Die Jahreskostenübersicht ermittelt mit nahezu identischen Algorithmen wie in der Nachkalkulation die kumulierten Werte/Ergebnisse pro Monat in einem Raster von bis zu 13 Monaten.
So wie wir von EES uns auf das Thema Zeitarbeit konzentrieren, überlassen wir es anderen sich mit der Lohnabrechnung auseinander zu setzen. Für die Belieferung der Lohnprogramme mit Stammdaten und den Daten der Bruttolohnaddition sind entsprechende Schnittstellen vorhanden.

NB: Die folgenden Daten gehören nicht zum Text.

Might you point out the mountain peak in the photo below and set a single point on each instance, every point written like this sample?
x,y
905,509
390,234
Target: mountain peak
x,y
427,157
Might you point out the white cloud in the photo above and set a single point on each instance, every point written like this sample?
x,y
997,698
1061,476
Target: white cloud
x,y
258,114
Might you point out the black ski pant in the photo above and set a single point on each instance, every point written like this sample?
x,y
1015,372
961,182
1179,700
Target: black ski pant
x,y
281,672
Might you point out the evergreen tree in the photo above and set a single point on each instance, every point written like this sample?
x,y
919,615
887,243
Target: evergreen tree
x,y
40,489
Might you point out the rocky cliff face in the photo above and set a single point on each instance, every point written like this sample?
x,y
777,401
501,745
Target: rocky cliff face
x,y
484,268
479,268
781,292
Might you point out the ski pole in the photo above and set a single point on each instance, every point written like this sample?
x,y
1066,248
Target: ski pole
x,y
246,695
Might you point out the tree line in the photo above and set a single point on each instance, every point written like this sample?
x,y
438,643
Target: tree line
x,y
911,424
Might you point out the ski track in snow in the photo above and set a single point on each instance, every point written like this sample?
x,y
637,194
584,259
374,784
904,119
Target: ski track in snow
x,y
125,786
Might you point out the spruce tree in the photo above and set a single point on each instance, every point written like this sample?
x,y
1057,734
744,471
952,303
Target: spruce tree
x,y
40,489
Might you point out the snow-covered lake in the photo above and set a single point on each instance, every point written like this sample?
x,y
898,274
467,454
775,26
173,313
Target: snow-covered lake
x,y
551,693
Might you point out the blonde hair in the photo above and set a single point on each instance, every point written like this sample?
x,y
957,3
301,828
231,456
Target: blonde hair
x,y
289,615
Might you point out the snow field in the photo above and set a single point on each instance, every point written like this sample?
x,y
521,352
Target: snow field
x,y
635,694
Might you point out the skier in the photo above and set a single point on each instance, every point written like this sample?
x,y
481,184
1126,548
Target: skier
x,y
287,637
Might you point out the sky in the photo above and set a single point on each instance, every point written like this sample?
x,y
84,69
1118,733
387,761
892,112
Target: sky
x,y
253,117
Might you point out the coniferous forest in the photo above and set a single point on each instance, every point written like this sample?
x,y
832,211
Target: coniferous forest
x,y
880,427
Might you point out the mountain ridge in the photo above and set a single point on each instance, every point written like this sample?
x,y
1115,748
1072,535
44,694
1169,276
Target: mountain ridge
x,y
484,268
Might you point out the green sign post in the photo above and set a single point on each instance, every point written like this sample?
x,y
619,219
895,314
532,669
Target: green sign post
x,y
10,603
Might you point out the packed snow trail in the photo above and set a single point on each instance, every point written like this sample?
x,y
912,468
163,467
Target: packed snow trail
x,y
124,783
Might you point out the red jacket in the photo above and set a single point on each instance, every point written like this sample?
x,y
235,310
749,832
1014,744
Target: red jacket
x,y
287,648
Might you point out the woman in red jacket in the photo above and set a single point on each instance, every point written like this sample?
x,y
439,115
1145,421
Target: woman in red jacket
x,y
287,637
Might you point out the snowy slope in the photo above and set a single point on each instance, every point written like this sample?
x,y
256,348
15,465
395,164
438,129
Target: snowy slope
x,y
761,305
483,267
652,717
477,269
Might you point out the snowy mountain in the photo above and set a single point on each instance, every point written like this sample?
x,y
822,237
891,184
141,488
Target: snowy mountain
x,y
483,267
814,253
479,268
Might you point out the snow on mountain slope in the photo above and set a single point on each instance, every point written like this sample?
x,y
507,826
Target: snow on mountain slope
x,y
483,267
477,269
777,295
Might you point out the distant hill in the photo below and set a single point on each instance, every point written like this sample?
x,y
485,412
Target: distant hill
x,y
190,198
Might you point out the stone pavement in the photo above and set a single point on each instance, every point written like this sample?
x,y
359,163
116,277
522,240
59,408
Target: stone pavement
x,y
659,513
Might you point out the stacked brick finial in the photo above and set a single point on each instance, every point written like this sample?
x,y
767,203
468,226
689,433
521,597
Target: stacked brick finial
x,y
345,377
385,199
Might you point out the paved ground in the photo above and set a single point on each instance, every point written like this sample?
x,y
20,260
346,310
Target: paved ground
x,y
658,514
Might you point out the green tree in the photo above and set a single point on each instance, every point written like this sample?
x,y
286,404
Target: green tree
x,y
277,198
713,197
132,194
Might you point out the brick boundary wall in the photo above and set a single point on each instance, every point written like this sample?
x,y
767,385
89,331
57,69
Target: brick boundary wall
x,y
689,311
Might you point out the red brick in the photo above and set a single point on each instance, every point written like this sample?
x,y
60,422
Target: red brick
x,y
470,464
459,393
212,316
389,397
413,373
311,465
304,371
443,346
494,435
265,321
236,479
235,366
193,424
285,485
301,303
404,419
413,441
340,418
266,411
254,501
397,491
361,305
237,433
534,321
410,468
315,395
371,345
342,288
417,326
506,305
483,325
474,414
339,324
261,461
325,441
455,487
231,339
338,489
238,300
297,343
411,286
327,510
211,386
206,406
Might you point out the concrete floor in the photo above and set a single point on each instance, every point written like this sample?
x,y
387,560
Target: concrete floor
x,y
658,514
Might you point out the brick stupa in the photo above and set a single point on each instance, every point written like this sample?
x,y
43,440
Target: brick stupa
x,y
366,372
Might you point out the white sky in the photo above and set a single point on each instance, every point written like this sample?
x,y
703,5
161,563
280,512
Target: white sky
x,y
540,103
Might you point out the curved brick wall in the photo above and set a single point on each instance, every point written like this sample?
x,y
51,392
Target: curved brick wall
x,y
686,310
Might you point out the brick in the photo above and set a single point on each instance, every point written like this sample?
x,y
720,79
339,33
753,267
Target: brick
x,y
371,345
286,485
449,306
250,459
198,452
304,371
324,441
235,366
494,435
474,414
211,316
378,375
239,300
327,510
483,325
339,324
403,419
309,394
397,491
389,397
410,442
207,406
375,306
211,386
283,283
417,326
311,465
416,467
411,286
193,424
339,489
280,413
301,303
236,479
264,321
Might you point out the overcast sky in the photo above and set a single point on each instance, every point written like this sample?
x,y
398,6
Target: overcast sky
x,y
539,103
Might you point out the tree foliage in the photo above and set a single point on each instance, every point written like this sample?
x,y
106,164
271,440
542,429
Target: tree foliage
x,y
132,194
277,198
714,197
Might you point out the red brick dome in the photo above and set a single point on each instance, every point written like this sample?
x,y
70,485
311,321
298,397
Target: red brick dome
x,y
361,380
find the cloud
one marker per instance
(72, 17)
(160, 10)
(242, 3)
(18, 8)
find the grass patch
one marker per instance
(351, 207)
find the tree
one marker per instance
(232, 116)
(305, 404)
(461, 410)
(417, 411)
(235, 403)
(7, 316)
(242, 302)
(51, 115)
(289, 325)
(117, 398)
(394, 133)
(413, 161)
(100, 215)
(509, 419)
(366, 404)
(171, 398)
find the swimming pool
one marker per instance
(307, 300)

Daneben gibt es, aufgrund spezieller Kundenwünsche, eine große Anzahl von individuellen Sonderprogrammierungen die durch sogenannte “Option-Flags“ nur bei den Auftrag gebenden Kunden ausgeführt werden können.
Wenn Rimini dann gestartet wird,
ergibt sich auch schon das erste Highlight; der tägliche Prüflauf! In ihm erfolgt pro Mitarbeiter die Angleichung an die Gegebenheiten der Tarifverträge; die jährliche Entgeltangleichung beim BZA-Vertrag, die stichtaggenaue Ermittlung der Urlaubsansprüche – auf zwei Kommastellen genau – sowie auch die Ermittlung der tariflich vorgegebenen Einsatzzulagen – IGZ und BZA – die letztlich von der Betriebszugehörigkeit und Einsatzdauer bei einem Kunden abhängig sind.
Anschließend kann sich ein jeweiliger Benutzer dann mit seinem Namen und seinem Passwort anmelden, wobei die Betonung auf seinem liegt und unverwechselbar sein sollte. Denn jedem Benutzer können, unter dem Hauptmenüpunkt Systemverwaltung und dem Untermenüpunkt Benutzer, individuelle Benutzungsrechte zugeteilt werden die nach der Anmeldung dazu führen, dass das Hauptmenü und die entsprechenden Untermenüpunkte nur an den Stellen zugänglich sind, die für den jeweiligen Benutzer eine Freigabe haben.